Dividend day, European edition
Erste Group’s 33rd Annual General Meeting was basically a giant thumbs-up for management: shareholders approved a 0.75-euro dividend per share with near-unanimous support. In plain English, that means the bank is sending €307.9 million of 2025 profit back to owners instead of hoarding every last cent like a dragon on a gold pile.
Why investors should care
That payout works out to 9.1% of 2025 net profit after AT1 dividends, which is comfortably inside the temporary 10% cap Erste laid out last May as part of its Poland acquisition financing plan. So the dividend isn’t just a nice little check — it’s also a signal that the bank is sticking to the script while it funds a pretty chunky expansion.
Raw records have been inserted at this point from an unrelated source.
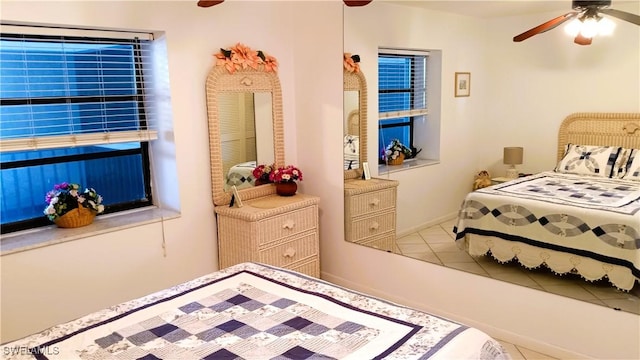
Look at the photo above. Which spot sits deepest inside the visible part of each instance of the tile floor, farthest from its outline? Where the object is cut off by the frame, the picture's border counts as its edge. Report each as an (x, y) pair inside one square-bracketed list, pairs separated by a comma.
[(436, 245)]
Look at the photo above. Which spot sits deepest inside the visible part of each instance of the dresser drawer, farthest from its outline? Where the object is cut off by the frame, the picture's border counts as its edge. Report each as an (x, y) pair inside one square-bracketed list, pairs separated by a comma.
[(292, 251), (373, 201), (288, 224), (311, 267), (372, 226)]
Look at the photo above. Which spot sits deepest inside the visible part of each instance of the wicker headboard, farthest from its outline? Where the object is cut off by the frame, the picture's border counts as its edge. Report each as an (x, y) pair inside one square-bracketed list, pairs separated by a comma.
[(604, 129)]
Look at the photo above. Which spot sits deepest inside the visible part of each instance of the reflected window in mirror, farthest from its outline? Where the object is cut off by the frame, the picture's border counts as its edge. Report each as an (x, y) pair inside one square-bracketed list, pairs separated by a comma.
[(355, 117), (242, 116), (244, 109), (408, 102)]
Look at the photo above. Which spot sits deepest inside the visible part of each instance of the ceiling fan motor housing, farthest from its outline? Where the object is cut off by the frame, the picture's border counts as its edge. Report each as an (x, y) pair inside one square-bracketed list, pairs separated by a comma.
[(583, 4)]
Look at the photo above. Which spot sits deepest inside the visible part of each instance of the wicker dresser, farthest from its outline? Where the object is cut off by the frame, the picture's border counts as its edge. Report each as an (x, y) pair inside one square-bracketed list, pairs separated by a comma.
[(370, 212), (276, 230)]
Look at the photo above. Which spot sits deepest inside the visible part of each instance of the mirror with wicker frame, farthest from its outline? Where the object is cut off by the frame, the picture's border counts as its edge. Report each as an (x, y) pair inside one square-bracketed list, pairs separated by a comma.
[(255, 87), (355, 127)]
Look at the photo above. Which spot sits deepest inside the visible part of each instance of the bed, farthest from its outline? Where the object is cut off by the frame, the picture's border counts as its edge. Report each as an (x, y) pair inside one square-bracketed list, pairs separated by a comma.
[(583, 216), (255, 311)]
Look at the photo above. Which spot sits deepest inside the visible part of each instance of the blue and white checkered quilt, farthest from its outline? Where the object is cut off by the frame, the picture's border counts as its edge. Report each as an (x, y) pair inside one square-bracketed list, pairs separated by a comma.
[(589, 216), (253, 311)]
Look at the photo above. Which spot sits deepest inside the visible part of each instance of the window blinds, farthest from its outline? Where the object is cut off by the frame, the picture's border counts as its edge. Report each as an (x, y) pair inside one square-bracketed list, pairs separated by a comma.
[(75, 88), (402, 83)]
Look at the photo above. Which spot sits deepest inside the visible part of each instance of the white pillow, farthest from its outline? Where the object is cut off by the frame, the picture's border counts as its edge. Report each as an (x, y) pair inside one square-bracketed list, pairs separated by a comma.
[(620, 167), (632, 170), (589, 160)]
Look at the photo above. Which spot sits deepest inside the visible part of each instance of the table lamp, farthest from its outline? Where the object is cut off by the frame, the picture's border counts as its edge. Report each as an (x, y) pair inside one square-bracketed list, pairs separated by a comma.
[(512, 156)]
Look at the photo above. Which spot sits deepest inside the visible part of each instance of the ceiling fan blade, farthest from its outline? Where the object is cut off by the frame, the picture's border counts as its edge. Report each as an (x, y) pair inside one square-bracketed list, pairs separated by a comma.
[(207, 3), (356, 3), (622, 15), (545, 27), (581, 40)]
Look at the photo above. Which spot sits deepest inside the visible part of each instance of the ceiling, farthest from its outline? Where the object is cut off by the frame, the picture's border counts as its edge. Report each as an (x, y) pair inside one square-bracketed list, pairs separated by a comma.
[(489, 9)]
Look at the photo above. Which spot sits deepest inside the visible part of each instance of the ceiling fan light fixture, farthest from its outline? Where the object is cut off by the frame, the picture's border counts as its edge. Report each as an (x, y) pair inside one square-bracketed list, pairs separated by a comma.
[(589, 27), (606, 27), (573, 27)]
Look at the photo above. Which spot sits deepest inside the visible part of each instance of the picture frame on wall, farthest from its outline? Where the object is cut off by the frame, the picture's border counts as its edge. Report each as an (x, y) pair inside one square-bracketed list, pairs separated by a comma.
[(463, 84)]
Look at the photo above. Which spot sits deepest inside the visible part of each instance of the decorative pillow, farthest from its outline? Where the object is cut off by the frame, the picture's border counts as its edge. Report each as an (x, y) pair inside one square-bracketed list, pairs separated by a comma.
[(620, 167), (589, 160), (632, 170)]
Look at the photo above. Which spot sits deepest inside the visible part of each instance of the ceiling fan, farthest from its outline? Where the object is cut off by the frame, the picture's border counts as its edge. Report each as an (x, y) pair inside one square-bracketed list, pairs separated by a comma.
[(207, 3), (587, 21)]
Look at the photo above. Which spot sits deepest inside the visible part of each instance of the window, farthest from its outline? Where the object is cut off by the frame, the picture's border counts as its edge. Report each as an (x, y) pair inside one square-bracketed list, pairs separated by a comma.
[(73, 107), (403, 76)]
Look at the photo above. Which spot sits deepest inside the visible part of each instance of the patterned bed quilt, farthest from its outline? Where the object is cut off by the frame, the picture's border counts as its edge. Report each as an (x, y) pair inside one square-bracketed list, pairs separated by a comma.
[(589, 216), (254, 311)]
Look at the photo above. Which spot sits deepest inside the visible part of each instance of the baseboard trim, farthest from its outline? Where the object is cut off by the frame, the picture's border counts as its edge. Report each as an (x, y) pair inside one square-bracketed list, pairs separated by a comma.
[(427, 224)]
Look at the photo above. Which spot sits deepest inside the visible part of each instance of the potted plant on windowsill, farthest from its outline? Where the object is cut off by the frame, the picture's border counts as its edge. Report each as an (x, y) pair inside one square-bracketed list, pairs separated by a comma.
[(396, 152), (69, 208), (285, 180)]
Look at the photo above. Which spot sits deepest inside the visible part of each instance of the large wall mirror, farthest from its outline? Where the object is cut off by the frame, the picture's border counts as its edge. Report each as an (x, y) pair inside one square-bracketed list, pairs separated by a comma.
[(364, 33), (355, 120), (244, 109)]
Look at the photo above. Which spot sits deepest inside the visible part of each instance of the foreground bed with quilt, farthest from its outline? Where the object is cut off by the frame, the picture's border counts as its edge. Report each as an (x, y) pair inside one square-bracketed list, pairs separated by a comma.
[(254, 311)]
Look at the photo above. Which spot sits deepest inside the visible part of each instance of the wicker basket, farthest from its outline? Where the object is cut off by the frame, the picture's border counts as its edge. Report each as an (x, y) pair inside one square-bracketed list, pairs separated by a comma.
[(397, 161), (78, 217)]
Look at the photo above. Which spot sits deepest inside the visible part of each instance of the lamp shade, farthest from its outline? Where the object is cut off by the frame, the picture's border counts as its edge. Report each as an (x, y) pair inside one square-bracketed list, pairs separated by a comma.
[(513, 155)]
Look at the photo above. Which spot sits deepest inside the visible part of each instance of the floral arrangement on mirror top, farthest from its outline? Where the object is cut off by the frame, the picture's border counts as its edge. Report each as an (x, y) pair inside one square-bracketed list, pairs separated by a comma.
[(395, 148), (243, 57), (66, 196), (350, 62)]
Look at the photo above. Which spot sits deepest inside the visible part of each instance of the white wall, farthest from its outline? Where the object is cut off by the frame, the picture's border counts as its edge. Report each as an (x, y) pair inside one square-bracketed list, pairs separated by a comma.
[(520, 92), (58, 283), (306, 37), (531, 86)]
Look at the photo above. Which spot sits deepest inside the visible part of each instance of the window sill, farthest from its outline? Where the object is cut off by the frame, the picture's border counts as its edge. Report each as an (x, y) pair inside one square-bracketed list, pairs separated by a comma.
[(406, 165), (51, 235)]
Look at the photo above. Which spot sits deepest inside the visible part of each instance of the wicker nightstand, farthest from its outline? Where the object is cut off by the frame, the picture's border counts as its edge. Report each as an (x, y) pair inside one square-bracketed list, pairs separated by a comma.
[(276, 230), (370, 212)]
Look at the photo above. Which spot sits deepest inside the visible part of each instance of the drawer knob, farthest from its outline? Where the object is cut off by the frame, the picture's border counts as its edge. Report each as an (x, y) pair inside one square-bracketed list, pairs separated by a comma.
[(290, 252), (288, 225)]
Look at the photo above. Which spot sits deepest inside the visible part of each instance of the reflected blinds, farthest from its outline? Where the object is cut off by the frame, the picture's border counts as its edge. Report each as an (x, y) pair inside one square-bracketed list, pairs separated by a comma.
[(402, 83)]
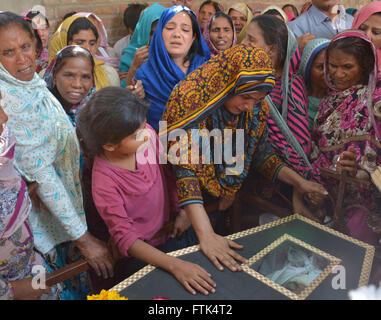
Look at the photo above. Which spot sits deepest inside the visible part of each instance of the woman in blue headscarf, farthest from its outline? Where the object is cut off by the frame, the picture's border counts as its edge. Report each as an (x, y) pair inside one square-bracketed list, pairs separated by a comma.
[(312, 70), (177, 48)]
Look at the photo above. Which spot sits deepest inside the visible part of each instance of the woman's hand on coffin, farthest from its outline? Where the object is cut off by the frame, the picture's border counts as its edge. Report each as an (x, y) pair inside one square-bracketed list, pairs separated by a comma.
[(300, 208), (314, 191), (181, 224), (347, 162), (193, 277), (220, 251)]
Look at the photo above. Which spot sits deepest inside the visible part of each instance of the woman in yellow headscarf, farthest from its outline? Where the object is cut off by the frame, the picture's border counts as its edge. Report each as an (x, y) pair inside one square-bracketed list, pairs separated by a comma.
[(241, 16), (81, 31)]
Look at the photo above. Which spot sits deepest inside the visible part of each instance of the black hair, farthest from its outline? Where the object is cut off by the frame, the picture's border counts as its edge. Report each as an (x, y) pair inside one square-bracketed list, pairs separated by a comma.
[(8, 18), (132, 14), (221, 14), (360, 49), (110, 115), (294, 9), (33, 14), (274, 12), (79, 24), (70, 52), (37, 35), (216, 5), (274, 32), (195, 48), (67, 15)]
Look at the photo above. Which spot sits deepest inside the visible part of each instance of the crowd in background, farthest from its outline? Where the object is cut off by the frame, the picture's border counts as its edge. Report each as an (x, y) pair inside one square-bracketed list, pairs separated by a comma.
[(80, 123)]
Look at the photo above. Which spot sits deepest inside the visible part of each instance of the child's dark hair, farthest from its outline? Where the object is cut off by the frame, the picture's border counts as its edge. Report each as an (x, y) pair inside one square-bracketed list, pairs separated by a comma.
[(110, 115), (33, 14), (79, 24), (132, 14)]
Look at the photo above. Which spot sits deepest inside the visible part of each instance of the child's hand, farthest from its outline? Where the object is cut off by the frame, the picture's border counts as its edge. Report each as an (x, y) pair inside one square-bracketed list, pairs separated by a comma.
[(193, 277), (181, 224)]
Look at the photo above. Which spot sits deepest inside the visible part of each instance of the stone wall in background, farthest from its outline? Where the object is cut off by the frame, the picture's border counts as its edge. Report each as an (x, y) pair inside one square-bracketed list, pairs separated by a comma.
[(111, 11)]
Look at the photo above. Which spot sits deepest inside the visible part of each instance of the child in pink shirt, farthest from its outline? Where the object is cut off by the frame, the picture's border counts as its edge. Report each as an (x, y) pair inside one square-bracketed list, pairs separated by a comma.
[(134, 194)]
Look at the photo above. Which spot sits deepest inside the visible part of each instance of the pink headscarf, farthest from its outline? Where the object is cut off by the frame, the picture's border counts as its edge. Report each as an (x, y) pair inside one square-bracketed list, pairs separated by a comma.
[(363, 15), (290, 16), (372, 77)]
More than just the dividend
The AGM also elected three new Supervisory Board members and re-elected two others, plus shareholders signed off on discharge for both the Management Board and Supervisory Board for fiscal 2025. There were also approvals for a new auditor, remuneration reports, convertible bond authorization, refreshed authorized capital, and a share-repurchase authorization for securities trading.
Big picture
For investors, the headline is simple: Erste is still willing to return cash while keeping enough flexibility to manage the Poland deal and future capital moves. That’s the kind of balance-sheet juggling act markets tend to reward — assuming the bank keeps landing on its feet.